Un silenzio carico di rispetto e dolore avvolge la storia del piccolo Domenico, il bambino operato al cuore all’Ospedale Monaldi di Napoli e per cui la strada della guarigione si è purtroppo interrotta. Dopo un attento e sofferto confronto con i familiari, l’équipe medica ha stabilito che le condizioni cliniche non lasciano più margini per un recupero.
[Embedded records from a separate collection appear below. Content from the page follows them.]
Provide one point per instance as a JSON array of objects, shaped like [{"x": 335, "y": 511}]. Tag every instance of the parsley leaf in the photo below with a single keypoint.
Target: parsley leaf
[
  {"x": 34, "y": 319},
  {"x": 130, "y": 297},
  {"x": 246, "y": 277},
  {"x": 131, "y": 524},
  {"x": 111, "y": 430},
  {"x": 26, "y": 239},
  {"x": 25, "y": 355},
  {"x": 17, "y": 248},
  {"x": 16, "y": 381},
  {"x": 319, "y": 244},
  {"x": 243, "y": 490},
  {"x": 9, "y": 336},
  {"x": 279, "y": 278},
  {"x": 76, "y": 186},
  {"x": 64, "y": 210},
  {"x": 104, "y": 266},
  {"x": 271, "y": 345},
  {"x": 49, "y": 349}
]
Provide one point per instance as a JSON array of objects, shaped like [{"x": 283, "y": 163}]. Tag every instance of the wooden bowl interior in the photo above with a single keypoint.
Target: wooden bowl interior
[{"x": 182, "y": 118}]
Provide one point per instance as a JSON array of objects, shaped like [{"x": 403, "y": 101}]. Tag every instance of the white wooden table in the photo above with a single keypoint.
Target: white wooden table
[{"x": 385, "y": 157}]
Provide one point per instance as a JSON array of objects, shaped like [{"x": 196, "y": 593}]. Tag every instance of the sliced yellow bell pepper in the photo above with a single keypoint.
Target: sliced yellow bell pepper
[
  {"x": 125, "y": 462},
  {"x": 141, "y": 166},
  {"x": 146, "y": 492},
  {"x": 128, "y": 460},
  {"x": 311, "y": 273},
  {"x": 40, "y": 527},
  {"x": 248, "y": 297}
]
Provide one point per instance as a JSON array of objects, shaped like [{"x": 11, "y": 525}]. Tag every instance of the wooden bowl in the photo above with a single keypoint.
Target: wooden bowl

Si è così deciso di sospendere le terapie intensive per avviare un percorso di cure palliative.I legali della famiglia hanno tenuto a sottolineare la natura di questa scelta, lontana da qualsiasi concezione eutanasica. Si tratta, invece, di un protocollo sanitario previsto in casi di estrema gravità, finalizzato esclusivamente a garantire al bambino il massimo sollievo dal dolore e a preservare la sua dignità nelle fasi più delicate. Nelle prossime ore, i sanitari dell’azienda ospedaliera dei Colli definiranno nei dettagli il piano di assistenza, in costante dialogo con i genitori.
La vicenda del piccolo ha scosso profondamente l’opinione pubblica, riportando sotto i riflettori le sfide della cardiochirurgia pediatrica in Campania. Il reparto del Monaldi, dove la storia di Domenico si è consumata, è stato teatro in passato di momenti complessi. Negli ultimi dodici anni, non sono mancati casi finiti al centro di verifiche giudiziarie e ispezioni ministeriali.

Uno dei più dolorosi fu il decesso della piccola Pamela, avvenuta due anni fa mentre attendeva un cuore. Nel 2014, un’infrazione ospedaliera nel reparto di terapia intensiva neonatale aveva già messo in ginocchio l’attività.Le ripetute difficoltà portarono, nel 2016, a una sospensione temporanea degli interventi pediatrici da parte del Centro Nazionale Trapianti, limitando la struttura alla sola assistenza pre e post-operatoria. I successivi controlli del Ministero e dei NAS evidenziarono criticità legate all’organico, ai posti letto e ai percorsi di sicurezza per prevenire infezioni.
Oggi, la Procura di Napoli sta valutando eventuali responsabilità legate all’ultimo trapianto di Domenico, con il cardiochirurgo Guido Oppido tra i professionisti al centro degli accertamenti, sebbene in passato fosse già stato coinvolto in procedimenti poi archiviati.Mentre le associazioni dei familiari lamentano un ridimensionamento del servizio, che spinge molti a cercare cure fuori regione, in questo momento l’unica priorità è accompagnare il bambino con umanità e rispetto. La magistratura prosegue intanto il suo lavoro per fare piena luce sull’intera vicenda.